Le modèle Tubbe en maison de repos : une révolution douce venue du Nord
Dans un monde vieillissant où la question du bien-être des aînés devient cruciale, un vent venu de Suède souffle sur les maisons de repos belges : le modèle Tubbe. À contre-courant des structures traditionnelles souvent rigides, Tubbe propose un changement de paradigme. Ce modèle place les résidents au centre des décisions, dans une logique de participation active, de vie communautaire et de bienveillance partagée.
Mais que signifie concrètement ce modèle pour les Seniors, les professionnels du secteur et les familles ? Quel rôle joue la Fondation Roi Baudouin dans la diffusion et le soutien de ce modèle en Belgique ? Et combien d'établissements ont aujourd’hui franchi le pas vers cette transformation profonde ? Cet article fait le point, sans faux-semblants.
1. Origine et philosophie du modèle Tubbe : repenser la maison de repos
Une naissance en Suède, un besoin universel
Le modèle Tubbe tire son nom d’un petit village suédois où une maison de repos a expérimenté un système révolutionnaire basé sur la démocratie participative, le respect de la personne et la cohabitation bienveillante. Ce n’est pas une méthode figée, mais une philosophie de gestion et d'accompagnement du grand âge, née de la volonté de briser l’image institutionnelle et impersonnelle des maisons de repos traditionnelles.
L’idée centrale : rendre les résidents acteurs de leur quotidien. Fini les décisions prises exclusivement par la direction ou le personnel soignant. Dans un établissement Tubbe, chaque résident peut avoir son mot à dire, participer aux décisions qui le concernent, et contribuer à la vie collective selon ses envies et ses capacités.

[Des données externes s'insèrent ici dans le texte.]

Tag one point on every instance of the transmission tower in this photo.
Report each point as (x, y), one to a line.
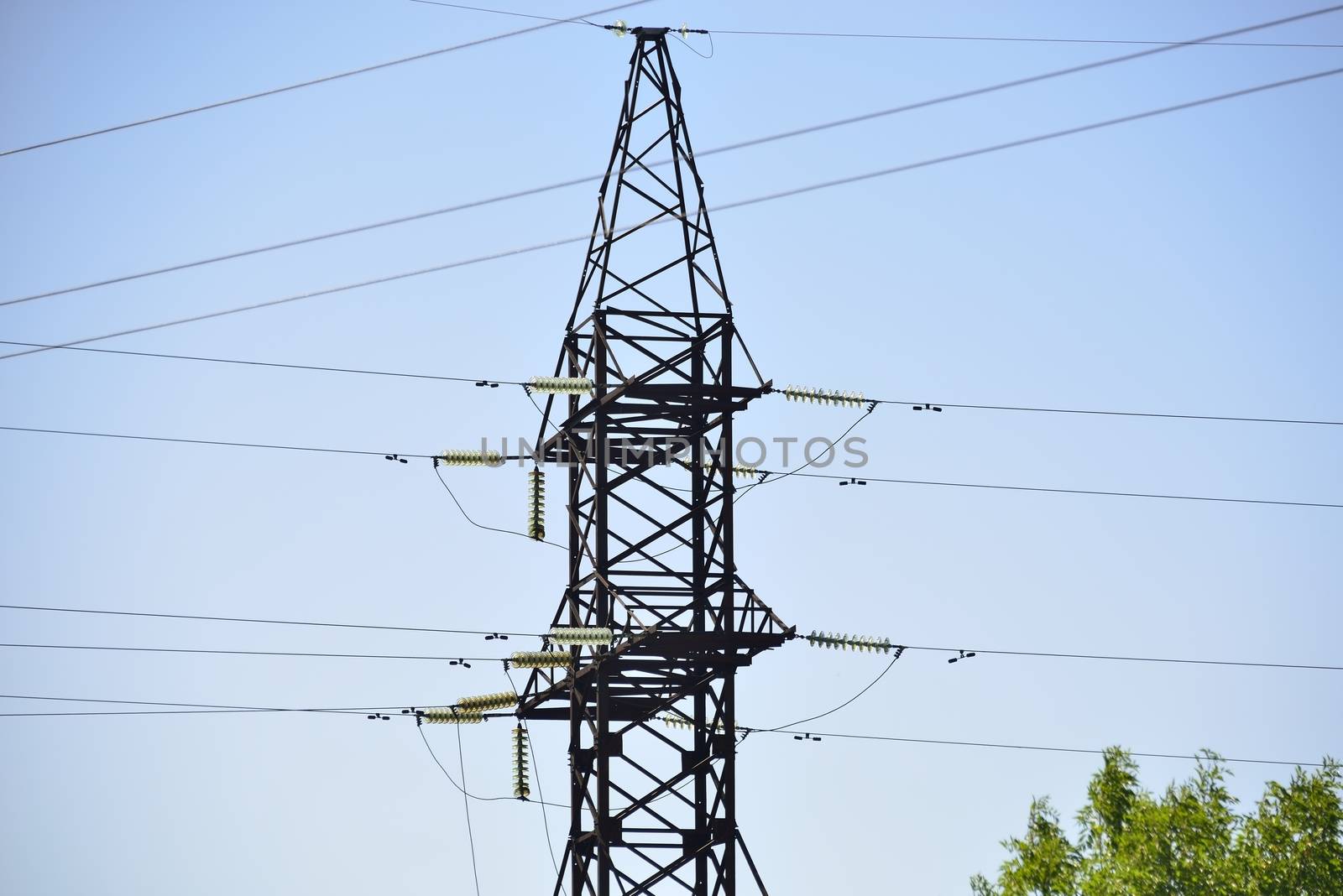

Un modèle basé sur quatre piliers
Le modèle Tubbe repose sur quatre piliers fondamentaux :
- Démocratie participative : Les résidents, le personnel, les familles et parfois même les bénévoles participent ensemble aux décisions du quotidien. Cela peut concerner l’organisation des repas, des activités, des horaires, ou même le recrutement du personnel.
- Qualité de vie et bonheur au travail : Le bien-être du personnel est considéré comme un élément central de la qualité de vie des résidents. Un personnel écouté, respecté et motivé crée un climat favorable pour tous.

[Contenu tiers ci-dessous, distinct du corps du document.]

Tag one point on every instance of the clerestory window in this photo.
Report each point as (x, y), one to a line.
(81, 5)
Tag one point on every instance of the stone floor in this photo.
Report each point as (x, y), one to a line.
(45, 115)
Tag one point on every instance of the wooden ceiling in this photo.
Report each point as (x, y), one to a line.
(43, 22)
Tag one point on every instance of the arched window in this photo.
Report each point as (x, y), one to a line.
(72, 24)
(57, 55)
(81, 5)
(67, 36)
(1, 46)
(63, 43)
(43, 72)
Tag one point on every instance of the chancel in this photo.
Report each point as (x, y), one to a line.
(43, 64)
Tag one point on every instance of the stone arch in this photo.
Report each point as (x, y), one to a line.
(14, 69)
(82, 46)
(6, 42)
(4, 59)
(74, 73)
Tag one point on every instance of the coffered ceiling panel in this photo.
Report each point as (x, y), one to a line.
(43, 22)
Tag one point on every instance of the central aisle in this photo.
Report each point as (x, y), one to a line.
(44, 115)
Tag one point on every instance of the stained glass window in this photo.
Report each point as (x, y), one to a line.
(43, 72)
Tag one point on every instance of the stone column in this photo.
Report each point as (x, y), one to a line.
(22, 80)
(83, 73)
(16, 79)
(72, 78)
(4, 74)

- Autonomie et responsabilisation : Les résidents ne sont pas infantilisés. On valorise leurs compétences, leur histoire, leur singularité. Cela favorise l’estime de soi et le sentiment d’utilité.
- Ouverture sur l’extérieur : Le lien avec la communauté locale est encouragé. Les maisons Tubbe s’ouvrent à leur quartier, accueillent des enfants, des artistes, des voisins, et créent ainsi une véritable vie sociale.
2. Tubbe en pratique : une autre manière de vieillir ensemble
Un quotidien où chacun compte
Dans une maison de repos qui suit le modèle Tubbe, les décisions ne viennent pas "d’en haut". Des conseils de résidents sont mis en place, les réunions d’équipe sont ouvertes aux aînés qui le souhaitent et les initiatives personnelles sont encouragées.
Par exemple, si un résident aimait jardiner, on ne lui proposerait pas simplement un atelier "jardinage" : on pourra lui confier l’entretien d’un espace vert ou d’un potager, avec un vrai rôle et une reconnaissance. Une résidente passionnée de tricot pourra initier des ateliers intergénérationnels avec des écoles voisines. Les idées fusent, et les murs de l’institution s’ouvrent peu à peu.
Redonner du sens au travail soignant
Pour le personnel soignant, l’approche Tubbe est aussi une bouffée d’air. Elle casse le modèle hiérarchique figé et donne plus d’autonomie aux équipes. Le personnel est encouragé à innover, à proposer, à se former, à sortir des routines épuisantes.
Résultat : une baisse du turn-over, une ambiance plus apaisée, moins de burn-out, et une plus grande fidélisation. Le travail reprend du sens, et cela se ressent immédiatement sur la qualité de l'accompagnement.
Des effets mesurables
Plusieurs études menées en Suède et dans d'autres pays européens montrent des effets concrets :
- Une diminution des troubles du comportement chez les personnes atteintes de démence.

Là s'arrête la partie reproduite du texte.